Zum Aufbau der Reihe

Dazu beginnen wir (Seminar 1) zunächst bei einer ganz grundlegenden Frage: Warum bin ich überhaupt hier in genau dieser Organisation? Welche biografischen Erfahrungen und welche meiner Werte führen dazu, dass ich mich hier einbringen will? Diese Besinnung auf den eigenen Antrieb gibt Orientierung für unser Handeln und die Beschäftigung mit dem Organisationsumfeld, in dem es stattfindet. Die Strukturen werden an Sinn und Werte gebunden. Das ist die Voraussetzung dafür, dass sie Diversität ermöglichen sowie unsere Wirksamkeit und unser Wohlbefinden stärken.

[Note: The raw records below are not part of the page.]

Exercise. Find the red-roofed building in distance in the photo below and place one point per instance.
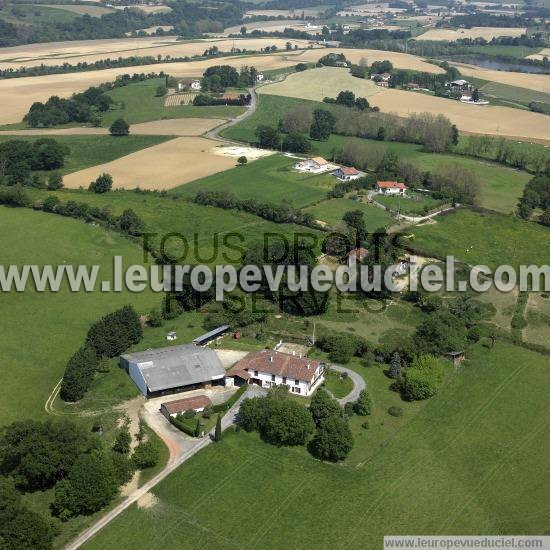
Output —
(268, 368)
(356, 256)
(391, 188)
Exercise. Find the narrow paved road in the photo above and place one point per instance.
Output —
(215, 132)
(359, 384)
(176, 461)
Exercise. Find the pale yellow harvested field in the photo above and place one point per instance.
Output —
(478, 119)
(319, 83)
(56, 53)
(545, 52)
(165, 127)
(475, 32)
(146, 9)
(399, 60)
(537, 82)
(94, 11)
(284, 13)
(163, 166)
(152, 30)
(18, 94)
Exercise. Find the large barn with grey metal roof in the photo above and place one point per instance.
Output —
(172, 369)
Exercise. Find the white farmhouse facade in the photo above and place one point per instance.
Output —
(391, 188)
(268, 369)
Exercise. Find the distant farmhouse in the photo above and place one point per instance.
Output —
(314, 165)
(391, 188)
(344, 173)
(268, 368)
(173, 369)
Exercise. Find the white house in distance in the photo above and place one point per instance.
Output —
(345, 173)
(268, 368)
(315, 165)
(356, 256)
(391, 188)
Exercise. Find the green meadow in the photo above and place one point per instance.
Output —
(137, 102)
(270, 179)
(86, 151)
(500, 186)
(483, 239)
(468, 460)
(331, 212)
(41, 330)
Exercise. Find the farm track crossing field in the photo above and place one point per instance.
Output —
(531, 81)
(483, 239)
(440, 468)
(320, 83)
(160, 167)
(488, 33)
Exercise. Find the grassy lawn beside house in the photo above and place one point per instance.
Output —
(478, 238)
(440, 468)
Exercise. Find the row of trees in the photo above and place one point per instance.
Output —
(536, 195)
(110, 336)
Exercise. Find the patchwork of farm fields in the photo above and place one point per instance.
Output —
(318, 83)
(480, 472)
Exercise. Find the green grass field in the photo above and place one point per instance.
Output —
(415, 205)
(489, 239)
(28, 14)
(41, 330)
(88, 151)
(270, 179)
(203, 234)
(137, 102)
(501, 186)
(331, 212)
(468, 460)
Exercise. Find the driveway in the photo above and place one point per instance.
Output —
(359, 384)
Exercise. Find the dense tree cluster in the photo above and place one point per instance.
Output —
(280, 420)
(18, 157)
(333, 439)
(536, 195)
(21, 527)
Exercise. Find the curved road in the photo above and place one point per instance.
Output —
(359, 384)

Nach diesem Einstieg werfen wir in den folgenden Teilen der Weiterbildung einen differenzierten Blick auf die eigenen Strukturen. Wir laden ein, innezuhalten und wahrzunehmen, was uns in unseren Organisationen Kraft gibt und was uns Kraft zieht. Mit unserem Hintergrund als Trainer*innen in Konfliktbearbeitung geben wir verschiedene Impulse zum tieferen Verständnis der Themen und Konflikte, die in den Strukturen auftauchen. Geht es um Fragen von unsicherer Zugehörigkeit oder offenem Ausschluss? Landen wir immer wieder in Rollen, die uns wohlbekannt sind, aber überhaupt nicht gut tun? Wie wirken gesellschaftliche Machtverhältnisse in unser Rollensystem als Team hinein? Erleben wir Willkür und Zwang oder Formen von Manipulation und Kontrolle? Lähmen uns unerreichbare Ideale oder gibt es Tabus im Miteinander, die uns belasten oder einengen?

Wir werden den Ebenen von Raum und Zugehörigkeit (Seminar 2), Rollen und (Gestaltungs-)Macht (Seminar 3) sowie von Zeit und Ressourcen (Seminar 4) jeweils ein Seminar widmen und dabei einen immer tieferen Zugang zur Komplexität der Strukturkonflikte gewinnen. Zugleich eröffnet sich durch diesen aufblätternden Blick auch eine Vielfalt an Bearbeitungs- und Gestaltungsmöglichkeiten, die zum Abschluss der Reihe im Fokus stehen werden. Am Ende der Weiterbildung geht es uns darum, herauszufinden, welche Veränderungen wir in unseren Strukturen brauchen und uns bewusst zu werden, was wir in der Hand haben, um diese anzugehen.